Old St. Andrews



Harbourfront Restaurant



What is now Harbourfront Restaurant was once and perhaps originally the property of James W. Street, merchant. The old newspapers show that Mr. Street was in business as early as 1836, probably on this same property. Not a lot is known about Mr. Street, beyond his business, apparently a prosperous one, importing and retailing goods from Britain and the West Indies. There were many such "houses" along the waterfront in the 19th century, and indications are that Mr. Street was one of the more successful merchants in this line.

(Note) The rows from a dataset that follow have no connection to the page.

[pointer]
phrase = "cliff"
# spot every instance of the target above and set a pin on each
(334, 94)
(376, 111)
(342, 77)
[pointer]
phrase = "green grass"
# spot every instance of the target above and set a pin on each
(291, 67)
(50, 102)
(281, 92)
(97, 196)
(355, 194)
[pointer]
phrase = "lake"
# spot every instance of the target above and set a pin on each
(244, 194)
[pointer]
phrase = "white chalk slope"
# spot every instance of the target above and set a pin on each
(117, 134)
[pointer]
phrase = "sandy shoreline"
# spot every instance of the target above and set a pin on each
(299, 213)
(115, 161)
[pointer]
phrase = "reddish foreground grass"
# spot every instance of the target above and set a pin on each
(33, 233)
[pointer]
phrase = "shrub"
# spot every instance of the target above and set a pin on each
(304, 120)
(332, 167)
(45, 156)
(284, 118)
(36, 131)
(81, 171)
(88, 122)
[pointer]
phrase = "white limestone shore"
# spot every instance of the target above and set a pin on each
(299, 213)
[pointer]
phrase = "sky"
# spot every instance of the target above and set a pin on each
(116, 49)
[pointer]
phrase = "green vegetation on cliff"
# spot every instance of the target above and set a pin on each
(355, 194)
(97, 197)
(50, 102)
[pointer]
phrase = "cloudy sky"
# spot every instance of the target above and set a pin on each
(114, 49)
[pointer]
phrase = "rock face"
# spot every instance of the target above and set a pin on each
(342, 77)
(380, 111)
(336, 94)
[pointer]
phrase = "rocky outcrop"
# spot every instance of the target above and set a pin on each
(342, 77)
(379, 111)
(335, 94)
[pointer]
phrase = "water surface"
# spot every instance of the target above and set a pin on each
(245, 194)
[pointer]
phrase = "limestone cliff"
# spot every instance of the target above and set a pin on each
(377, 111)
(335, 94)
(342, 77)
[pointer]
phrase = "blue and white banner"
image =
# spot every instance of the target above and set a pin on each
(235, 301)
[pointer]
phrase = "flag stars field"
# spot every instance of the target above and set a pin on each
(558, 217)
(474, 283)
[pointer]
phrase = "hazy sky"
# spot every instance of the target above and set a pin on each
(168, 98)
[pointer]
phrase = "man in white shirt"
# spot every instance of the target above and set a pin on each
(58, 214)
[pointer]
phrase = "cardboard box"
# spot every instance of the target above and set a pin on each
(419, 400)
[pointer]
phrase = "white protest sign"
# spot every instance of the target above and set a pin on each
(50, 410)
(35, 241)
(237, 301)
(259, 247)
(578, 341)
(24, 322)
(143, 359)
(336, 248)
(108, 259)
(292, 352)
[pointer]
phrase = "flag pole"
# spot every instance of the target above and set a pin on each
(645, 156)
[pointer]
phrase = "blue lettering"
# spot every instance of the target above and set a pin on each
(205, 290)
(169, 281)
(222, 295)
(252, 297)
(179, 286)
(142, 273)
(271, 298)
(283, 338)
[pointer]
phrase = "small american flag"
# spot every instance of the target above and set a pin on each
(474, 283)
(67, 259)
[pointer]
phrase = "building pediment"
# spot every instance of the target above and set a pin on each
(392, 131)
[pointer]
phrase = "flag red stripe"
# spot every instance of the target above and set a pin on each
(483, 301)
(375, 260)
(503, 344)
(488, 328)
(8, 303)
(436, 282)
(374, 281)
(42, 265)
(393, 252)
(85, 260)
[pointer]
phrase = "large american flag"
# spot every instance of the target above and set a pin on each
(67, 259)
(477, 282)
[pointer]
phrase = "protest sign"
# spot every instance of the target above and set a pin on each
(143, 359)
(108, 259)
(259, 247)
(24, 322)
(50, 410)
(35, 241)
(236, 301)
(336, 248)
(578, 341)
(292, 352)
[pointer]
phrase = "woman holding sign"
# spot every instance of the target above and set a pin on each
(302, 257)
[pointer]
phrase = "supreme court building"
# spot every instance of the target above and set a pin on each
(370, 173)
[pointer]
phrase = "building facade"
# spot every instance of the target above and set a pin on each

James Street had a large wharf at one end of his property, including commodious warehouses for his West Indies trade in rum, molasses, etc., all of which were destroyed in a gale in 1905. The newspaper article noting this catastrophe, stated that the wharf was one of the oldest in the town, predating perhaps any living inhabitant.


In 1907 this property was purchased by Benjamin DeWolfe, another prosperous merchant, and a large wharf added on to the property for the purpose of importing coal. It became known as DeWolfe's Wharf, and was the terminus of a shunt railway line extending along the waterfront from the railway terminus at Indian Point, and was used mainly for transporting coal to the downtown area. The shunt line dated from 1858, but Mr. DeWolf'e wharf was eventually its ending point. The building itself fronting Water Street became in 1912, a year after Mr. DeWolfe's death, the town's first motion picture theatre, called the "Acme." Later the "Acme" became under new management the "Marina Theatre," one of two establishments in the town to show motion pictures. The other was Andraeleo Hall, now Europa Restaurant.